I thought the guitar was a little... restrained right at the beginning.

Well, I was wrong. The beginning was just the warmup for a sweet, sweet musical/visual pitch that I will never, ever hear/see again for the first time.

Well freakin' done.

Anonymous said...

Well I was astounded but the cabinet looks distressed

Anonymous said...

Dave Grusin has a Gershwin CD collection, and one of the tracks is Fascinatin' Rhythm. Except they do it in 5/4. Your kids will love it:

Golden West said...

What a delight - thank you!

julie said...

Wow - this video is featured in the overnight thread over at Ace's tonight! Well deserved, and well done!

El Polacko said...

Hey Sipp,

Kind of off subject, but are you and yours familiar with Daryl Hall's (of Hall & Oates) 'Live from Daryl's House' website and now cable tee vee show?

If not, it's worth checking out to see Hall and his absolutely crack band getting together with some of the best musicians out there past & present, having fun playing music and hanging out.

I haven't seen a clunker yet, and learned about some great players & I would never have other wise.

Tell the boys to keep up the good work.

Too bad they won't be able to see Brubeck live anymore.

Setecastronomy said...

All good musicians know there is a world of difference between playing notes and making music. This is a superb example of the latter.

Russell said...

Good grief, what have you done, Sipp?

These aren't just kids noodling about.

I put this on the background and there is no way a schlub like me could possibly tell the difference between your boys and a minimalist band of veteran players.

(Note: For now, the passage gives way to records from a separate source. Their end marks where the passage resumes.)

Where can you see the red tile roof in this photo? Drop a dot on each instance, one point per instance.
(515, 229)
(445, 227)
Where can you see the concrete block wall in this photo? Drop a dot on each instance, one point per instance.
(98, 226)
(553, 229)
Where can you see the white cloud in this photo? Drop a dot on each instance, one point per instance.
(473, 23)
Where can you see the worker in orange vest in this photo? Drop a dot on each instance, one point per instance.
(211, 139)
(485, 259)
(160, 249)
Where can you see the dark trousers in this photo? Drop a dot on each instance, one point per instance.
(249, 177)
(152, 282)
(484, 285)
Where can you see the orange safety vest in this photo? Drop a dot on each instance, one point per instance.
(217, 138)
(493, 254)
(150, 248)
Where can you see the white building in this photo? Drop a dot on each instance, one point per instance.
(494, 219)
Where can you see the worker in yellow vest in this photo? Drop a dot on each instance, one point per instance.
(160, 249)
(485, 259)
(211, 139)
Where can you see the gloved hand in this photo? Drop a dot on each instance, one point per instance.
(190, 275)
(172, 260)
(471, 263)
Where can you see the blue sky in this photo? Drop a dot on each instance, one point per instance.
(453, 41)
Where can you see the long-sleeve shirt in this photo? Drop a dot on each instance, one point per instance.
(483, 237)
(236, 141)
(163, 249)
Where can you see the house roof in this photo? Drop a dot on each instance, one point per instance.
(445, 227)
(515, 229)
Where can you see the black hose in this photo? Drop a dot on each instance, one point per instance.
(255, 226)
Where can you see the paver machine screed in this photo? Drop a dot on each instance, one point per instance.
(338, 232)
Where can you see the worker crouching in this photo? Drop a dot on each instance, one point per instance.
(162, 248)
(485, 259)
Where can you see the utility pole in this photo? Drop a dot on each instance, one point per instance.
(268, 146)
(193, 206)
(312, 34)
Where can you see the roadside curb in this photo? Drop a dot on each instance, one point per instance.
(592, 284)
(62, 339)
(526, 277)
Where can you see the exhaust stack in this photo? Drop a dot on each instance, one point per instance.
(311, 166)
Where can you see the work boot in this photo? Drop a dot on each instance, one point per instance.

The Heir completely nails the sax part.

And the Spare? Yeah, I'm wordless.

Whatever you are doing, don't start now. It seems to be working just fine.

KCFleming said...

Wunnerful, jus' wunnerful.

shoreacres said...

I'm just speechless. Every now and again in the learning process you can actually witness one of those quantitative leaps. I think the boys just took one while my back was turned.